IEEE Sri Lanka Section — Advancing Technology for Humanity

Guest talk on DEEP IN THE BRAIN

November 28, 2019 · 12:30 PM - 3:30 PM @ Department of Electronics and Telecommunication Engineering, Moratuwa, University of Moratuwa, Katubedda

Description

Dr. Dushan Wadduwage from the Harvard University, United States delivered a talk about “Rapid Wide Field Multiphoton Microscopy through Scattering Tissue” in the BME Seminar organized by our chapter. Here are some of glimpses from the event. Abstract on talk : Most excitatory synapses in the mammalian brain are located on dendritic spines, making spines convenient proxies for excitatory synaptic presence. When in-vivo two-photon imaging revealed that dendritic spines are dynamic structures, their addition and elimination were interpreted as excitatory synapse gain and loss. Currently, imaging a full L2/3 dendritic arbor at synaptic resolution with a standard point scanning two photon microscope (PS-TPM) takes 60-90 minutes. Imaging rapid synaptic remodeling events on the order of minutes, across a large volume is thus not possible. To enable imaging rapid dynamic event of this nature, through scattering tissue, they are now developing a range of wide field multi photon microscopy technologies.

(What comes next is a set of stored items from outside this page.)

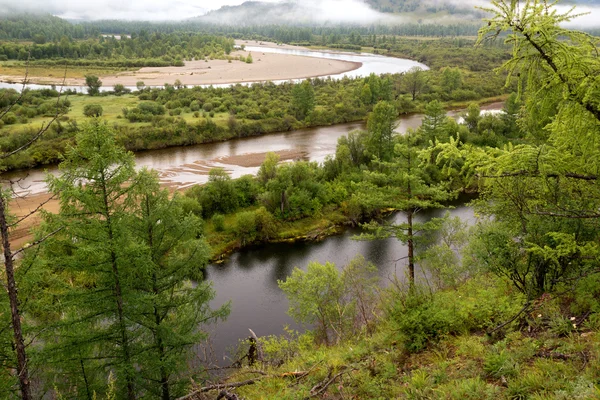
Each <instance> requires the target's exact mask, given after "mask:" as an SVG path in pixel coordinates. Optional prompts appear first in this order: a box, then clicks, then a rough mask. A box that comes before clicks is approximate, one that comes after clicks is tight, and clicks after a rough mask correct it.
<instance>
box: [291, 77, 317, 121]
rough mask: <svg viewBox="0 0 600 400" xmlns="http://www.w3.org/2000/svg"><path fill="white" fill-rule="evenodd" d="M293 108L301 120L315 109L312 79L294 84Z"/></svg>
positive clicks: (293, 110)
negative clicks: (299, 82) (301, 82)
mask: <svg viewBox="0 0 600 400" xmlns="http://www.w3.org/2000/svg"><path fill="white" fill-rule="evenodd" d="M291 109H292V112H293V113H294V116H295V117H296V119H298V120H299V121H302V120H304V119H306V117H308V116H309V115H310V114H311V113H312V112H313V110H314V109H315V91H314V88H313V85H312V82H311V81H310V79H308V80H305V81H304V82H302V83H300V84H298V85H294V88H293V89H292V103H291Z"/></svg>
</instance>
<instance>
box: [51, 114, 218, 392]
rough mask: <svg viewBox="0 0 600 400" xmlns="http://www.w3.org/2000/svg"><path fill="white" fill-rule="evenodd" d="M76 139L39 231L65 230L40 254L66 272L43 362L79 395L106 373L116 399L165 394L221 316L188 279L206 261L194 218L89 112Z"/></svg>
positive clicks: (206, 253)
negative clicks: (55, 316)
mask: <svg viewBox="0 0 600 400" xmlns="http://www.w3.org/2000/svg"><path fill="white" fill-rule="evenodd" d="M76 139H77V146H76V147H74V148H72V149H70V150H69V151H68V153H67V157H66V160H65V162H64V163H63V164H61V172H62V175H61V176H60V177H50V178H49V186H50V189H51V190H52V191H53V192H55V193H56V194H57V195H58V197H59V199H60V206H61V207H60V213H59V214H58V215H52V214H46V224H47V227H46V229H50V230H52V229H54V228H55V227H56V226H61V227H63V229H62V231H61V232H60V233H59V234H57V235H55V236H54V237H52V239H50V240H48V241H47V243H45V245H44V246H43V252H42V255H41V257H39V258H40V260H41V261H40V262H43V263H44V264H45V265H46V268H48V269H49V270H51V271H53V273H55V274H61V275H63V276H64V278H65V279H64V282H65V283H64V284H63V285H62V288H60V290H62V293H63V296H61V298H62V301H61V304H60V313H59V319H58V321H57V322H56V326H57V329H56V330H55V331H53V332H52V333H51V335H52V337H54V336H56V334H57V333H58V337H57V338H56V339H55V340H50V339H49V338H48V341H49V342H52V341H54V342H55V344H54V345H52V346H50V347H49V348H48V350H49V351H50V352H51V354H52V355H53V357H51V360H52V361H53V362H54V367H55V369H56V370H57V371H61V370H64V371H69V372H68V377H67V378H68V379H64V380H63V381H62V382H61V383H63V384H65V386H66V387H67V388H69V390H71V391H74V392H75V393H76V396H77V397H81V398H85V397H87V398H91V397H90V396H91V395H92V394H93V393H94V392H102V391H103V390H104V391H105V390H106V384H107V381H108V378H107V377H108V373H109V372H110V373H113V372H114V373H115V383H116V387H117V391H118V393H119V397H120V398H127V399H135V398H141V397H147V396H150V397H159V398H162V399H169V398H172V397H173V396H175V395H178V394H182V393H183V389H184V387H185V385H186V384H187V381H188V379H186V374H185V373H182V372H181V371H182V370H185V361H186V360H188V357H189V350H190V348H191V346H192V345H193V344H195V343H198V342H199V340H201V338H202V337H203V334H202V331H201V330H200V324H201V323H208V322H211V321H215V320H216V319H218V318H223V317H224V316H225V315H226V314H227V307H224V308H220V309H218V310H215V311H211V310H210V309H209V307H208V303H209V301H210V300H211V299H212V298H213V297H214V292H213V291H212V290H211V289H210V286H209V285H208V284H207V283H199V284H192V282H201V281H202V273H201V270H202V267H203V266H205V265H206V263H207V261H208V249H207V246H206V244H205V242H204V240H203V238H202V224H201V221H199V220H198V219H197V217H194V216H193V215H192V214H189V215H188V214H185V213H184V212H183V209H182V207H181V206H180V202H179V198H178V196H175V197H173V198H171V199H170V198H169V194H168V192H167V191H165V190H161V189H160V187H159V183H158V178H157V176H156V174H155V173H153V172H148V171H142V172H140V173H137V172H136V171H135V169H134V160H133V155H132V154H131V153H128V152H126V151H125V150H124V149H123V148H121V147H119V146H118V145H116V143H115V137H114V133H113V132H112V131H111V130H110V128H108V126H107V125H106V124H104V123H101V122H100V121H98V120H94V121H92V122H91V123H89V124H88V125H86V126H84V128H83V130H82V132H81V133H79V134H78V135H77V138H76ZM63 378H64V377H63Z"/></svg>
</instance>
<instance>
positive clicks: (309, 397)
mask: <svg viewBox="0 0 600 400" xmlns="http://www.w3.org/2000/svg"><path fill="white" fill-rule="evenodd" d="M346 372H348V370H346V369H345V370H343V371H342V372H339V373H337V374H335V375H334V376H333V377H331V372H330V373H329V376H328V377H327V378H330V377H331V378H330V379H329V380H325V381H323V382H321V383H319V384H317V385H315V386H314V387H313V388H312V389H310V397H316V396H318V395H320V394H321V393H324V392H325V391H326V390H327V388H328V387H329V385H331V384H332V383H333V382H335V380H336V379H337V378H339V377H340V376H342V375H344V374H345V373H346ZM310 397H309V398H310Z"/></svg>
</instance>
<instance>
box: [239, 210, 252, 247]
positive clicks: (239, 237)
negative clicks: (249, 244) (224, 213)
mask: <svg viewBox="0 0 600 400" xmlns="http://www.w3.org/2000/svg"><path fill="white" fill-rule="evenodd" d="M235 234H236V236H237V237H238V238H239V239H240V242H241V245H242V246H244V245H246V244H248V243H250V242H253V241H254V239H255V238H256V216H255V214H254V212H253V211H242V212H241V213H238V214H237V215H236V217H235Z"/></svg>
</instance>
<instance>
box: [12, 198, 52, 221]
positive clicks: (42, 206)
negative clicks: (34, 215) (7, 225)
mask: <svg viewBox="0 0 600 400" xmlns="http://www.w3.org/2000/svg"><path fill="white" fill-rule="evenodd" d="M55 198H56V195H55V194H53V195H52V196H50V197H49V198H48V199H47V200H45V201H43V202H42V203H40V204H39V205H38V206H37V207H36V208H35V209H34V210H33V211H31V212H30V213H28V214H25V215H24V216H22V217H21V218H20V219H19V220H17V221H15V222H13V223H12V224H10V225H8V227H9V228H12V227H14V226H17V225H19V224H20V223H21V222H23V221H25V220H26V219H27V218H29V217H31V216H32V215H33V214H35V213H37V212H38V211H39V210H40V209H41V208H42V207H44V206H45V205H46V204H48V203H49V202H51V201H52V200H54V199H55Z"/></svg>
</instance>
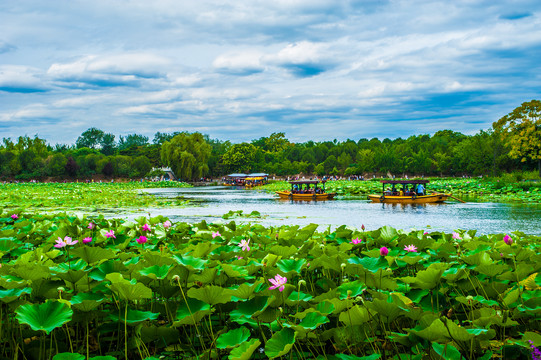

The imaging methods are based on two key techniques temporal focusing, and computational imaging, they use temporal focusing for depth selective multiphoton excitation in wide field. Excitation light at NIR wavelengths, penetrates deep the emission photons, at visible wavelengths however encounter severe scattering. They use computational imaging to de-scatter these photons with a technique called de-scattering with excitation patterning or deep. They demonstrate deep with classical computational imaging algorithms as well as state-of-the-art deep convolutional neural networks. Their results suggest orders of magnitude faster imaging speeds, that could potentially render, neuroscience experiments that were previously prohibitively slow possible.